Renfri przez chwilę patrzyła na medalion wiedźmina kręcący się na łańcuszku obracanym w palcach.
— A jeśli ci powiem, wiedźminie, że nie potrafię wybaczać ani rezygnować z zemsty, będzie to równoznaczne z przyznaniem mu, i nie tylko jemu, racji, prawda? Udowodnię tym samym, że jednak jestem potworem, nieludzkim demonem przeklętym przez bogów? Posłuchaj, wiedźminie. Na samym początku mojej tułaczki przygarnął mnie pewien wolny kmieć. Spodobałam mu się. Ponieważ on jednak wcale mi się nie podobał, a wręcz przeciwnie, za każdym razem, kiedy chciał mnie mieć, prał mnie tak, że rano ledwo zwlekałam się z barłogu.

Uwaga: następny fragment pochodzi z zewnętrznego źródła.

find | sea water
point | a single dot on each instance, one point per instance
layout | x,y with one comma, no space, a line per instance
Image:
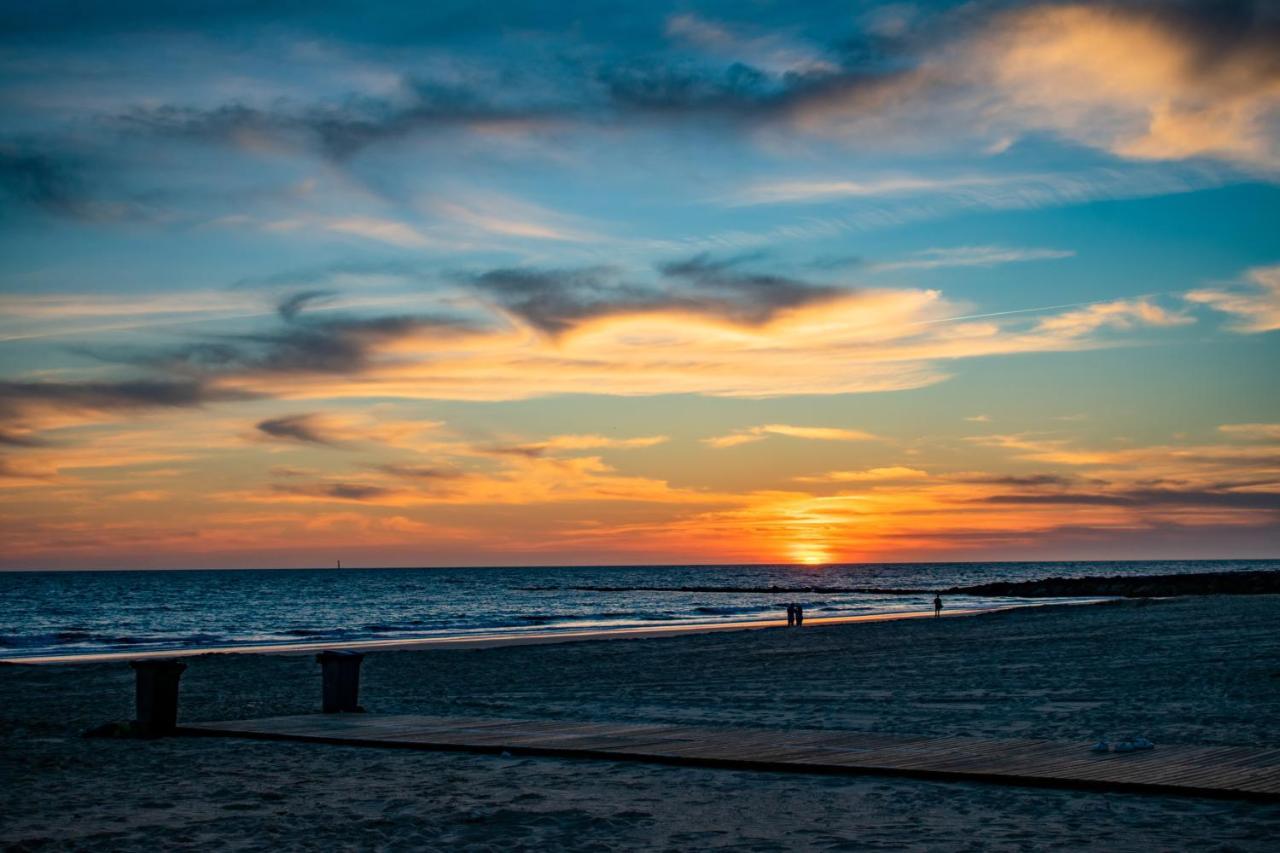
78,612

Któregoś razu wstałam, gdy było jeszcze ciemno, i poderżnęłam kmieciowi gardło. Kosą. Nie miałam wtedy jeszcze takiej wprawy jak dzisiaj i nóż wydał mi się za mały. I widzisz, Geralt, słuchając, jak kmieć gulgocze i krztusi się, patrząc, jak wierzga nogami, poczułam, że ślady jego kija i pięści nie bolą już nic a nic, i że jest mi dobrze, tak dobrze, że aż… Odeszłam raźno pogwizdując, — zdrowa, wesoła i szczęśliwa. I później za każdym razem było tak samo. Gdyby było inaczej, któż by tracił czas na zemstę?
— Renfri — powiedział Geralt. - Niezależnie od twoich racji i motywów, nie odjedziesz stąd pogwizdując i nie będzie ci tak dobrze, że aż. Nie odjedziesz wesoła i szczęśliwa, ale odjedziesz żywa. Jutro wcześnie rano, tak jak nakazał wójt. Już ci to mówiłem, ale powtórzę. Nie zabijesz Stregobora w Blaviken.
Oczy Renfri błyszczały w świetle świecy, błyszczały perły w wycięciu kaftanika, błyszczał medalion z paszczą wilka, wirując na srebrnym łańcuszku.
- Żal mi ciebie — powiedziała nagle dziewczyna wolno, wpatrzona w migoczący krążek srebra. - Twierdzisz, że nie istnieje mniejsze zło. Stoisz na placu, na bruku zalanym krwią, sam, taki bardzo samotny, bo nie umiałeś dokonać wyboru. Nie umiałeś, ale dokonałeś. Nigdy nie będziesz wiedział, nigdy nie będziesz miał pewności, nigdy, słyszysz… A twoją zapłatą kamień, złe słowo. Żal mi ciebie.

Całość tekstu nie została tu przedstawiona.